For most of the year, Davos is simply the largest mountain ski resort in Switzerland - home to just over 10,000 permanent residents.
However, for four action-packed days every January, the population swells by some 25%, as the highest town in the Alps plays host to a stellar invitation-only guest list from the worlds of politics, economics, business, celebrity and media.
Davos is the exclusive venue for the annual meeting of the World Economic Forum (WEF), which welcomes to the podium every 12 months a wealth of world leaders, Nobel Laureates and corporate icons.
On the programme for 2019 were such luminaries as the Chancellor of Germany Angela Merkel, the Duke of Cambridge and the CEO of Microsoft Satya Nadella.
We need to do much, much better than 9%
The garden is on fire
With the environment high on the agenda, the media was abuzz with sustainability soundbites from speakers of all ages: broadcaster Sir David Attenborough, 92, declared “the Garden of Eden is no more”; 16-year-old activist Greta Thunberg - the inspiration behind the School Strikes 4 Climate Action campaign - urged us to panic and “act as if the house was on fire”.
Proceedings and pronouncements are hyper-newsworthy.

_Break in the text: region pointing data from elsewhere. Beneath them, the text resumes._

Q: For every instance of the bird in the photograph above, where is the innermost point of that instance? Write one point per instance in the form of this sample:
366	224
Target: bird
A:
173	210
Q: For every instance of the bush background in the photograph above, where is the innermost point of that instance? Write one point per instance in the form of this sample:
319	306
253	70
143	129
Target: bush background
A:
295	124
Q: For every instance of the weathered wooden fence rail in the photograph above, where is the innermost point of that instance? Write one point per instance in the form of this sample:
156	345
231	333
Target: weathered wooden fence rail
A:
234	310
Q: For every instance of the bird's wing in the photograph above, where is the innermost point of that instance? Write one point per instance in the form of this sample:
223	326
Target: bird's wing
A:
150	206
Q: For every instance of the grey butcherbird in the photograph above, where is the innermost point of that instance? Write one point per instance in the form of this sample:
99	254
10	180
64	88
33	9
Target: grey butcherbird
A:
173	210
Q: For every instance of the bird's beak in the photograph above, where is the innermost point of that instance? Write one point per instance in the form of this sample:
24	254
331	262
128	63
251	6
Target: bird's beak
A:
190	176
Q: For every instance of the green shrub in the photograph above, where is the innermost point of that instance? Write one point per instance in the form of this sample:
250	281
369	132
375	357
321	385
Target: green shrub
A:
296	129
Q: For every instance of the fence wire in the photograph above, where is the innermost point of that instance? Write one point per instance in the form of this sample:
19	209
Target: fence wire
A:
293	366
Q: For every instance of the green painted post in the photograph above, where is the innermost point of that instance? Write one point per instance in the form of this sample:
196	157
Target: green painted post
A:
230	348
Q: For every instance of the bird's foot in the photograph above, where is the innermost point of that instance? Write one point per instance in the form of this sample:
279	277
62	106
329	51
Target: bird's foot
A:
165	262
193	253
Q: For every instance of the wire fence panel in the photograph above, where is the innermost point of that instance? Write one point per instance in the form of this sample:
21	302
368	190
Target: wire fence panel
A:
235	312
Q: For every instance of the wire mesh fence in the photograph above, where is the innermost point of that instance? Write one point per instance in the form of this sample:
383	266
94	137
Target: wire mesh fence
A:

As a state-of-the-planet summit, this global get-together serves to set the big-picture agenda and tone for the year ahead. Despite the rarified air of its elevated location, however, Davos does not happen in isolation: it too is inevitably influenced by recent and current world events and trends.
The backdrop for 2019 included the latest alarming outputs of the UN Intergovernmental Panel on Climate Change (IPCC), warning us we have just 12 years left to act. The week before Davos, the WEF’s own Global Risks Report upped the ante still further. Its survey found that extreme weather and climate policy failures are seen as the gravest threats, over a 10-year horizon.
As if proof were needed, international news channels either side of the event carried tragic stories of fatalities lost in flash floods in the Philippines and Indonesia, plus flame-red maps of record-busting heatwaves in Australia. The month of January also saw cities as diverse as Vancouver, in Canada, plus Oxford, England, publicly declaring a state of climate emergency.
This rising sense of urgency, though, is matched by one of doubt. For all the investment in renewable energy worldwide, political progress on climate policy goals is painfully slow: as few as 16 countries out of the 197 that signed the Paris Agreement had actually defined suitably ambitious climate action plans ahead of the UN COP24, held in Katowice, in December.
In truth, Davos was in need of some good news: the stage was set for a gamechanger…
A big idea, not a new idea
Surprisingly, though, the big idea was not new at all, just underappreciated: the circular economy. So, could widespread adoption of circular economy principles alone fix climate change? No. It could though galvanise both a mindset-shift around resource value and a step-change in impact reduction to help deliver that much-needed climate reboot, a lot faster.
Launched at Davos, the Circularity Gap Report 2019 revealed the true depth of the relationship between climate change and resource use. The eye-popping figures from Amsterdam-based think tank Circle Economy suggest that up to 62% of global greenhouse gas emissions are released during the extraction, processing and manufacturing of goods to serve society’s needs; only 38% are emitted in the delivery and use of products and services.
What this means is that embracing circular economy business models to minimise unnecessary extraction, optimise resource efficiency and extend product lifespans can help get the world on target to achieve Paris goals of limiting global warming to 1.5°C, as per IPCC recommendations.
Ironically, however, the Report also delivers the damning indictment that the circular economy itself is by no means a global success story, as yet. In fact, it confirms our world is only 9% circular and showing no immediate signs of improvement. We reuse as little as 9% of the 92.8 billion tonnes of minerals, fossil fuels, metals and biomass entering the economy annually - all the other 91% we waste. This spectacular shortfall is dubbed the ‘Circularity Gap’.
So, what is the good news in all of this?
The opportunity is massive. Representing a deliverable decoupling of economic growth from unsustainable resource extraction and emissions, circularity is the paradigm shift behind the "rapid, far-reaching and unprecedented changes in all aspects of society”, called for in Paris.
The opportunity is also real. The Report offers specific takeaways to help identify next steps, sets out key strategies and provides recommendations for governments. In addition, it applies Circularity Gap Metric analysis to specific industry sectors, notably the built environment.
Raw numbers for the built environment are indicative of the scope and scale of potential for the circular economy.
What a prize
The sector is forecast to grow dramatically by 2050, but already accounts for approximately one fifth of all global emissions and consumes nearly half of all materials going into the economy – some 42.4 billion tonnes a year. This is the size of the prize.
So far, climate strategies have focused on renewable power generation and storage, energy efficiency and avoiding deforestation. The circular economy is the missing piece in the jigsaw.
The word from Davos is: if we want to live in a 1.5°C world, it must be more than 9% circular.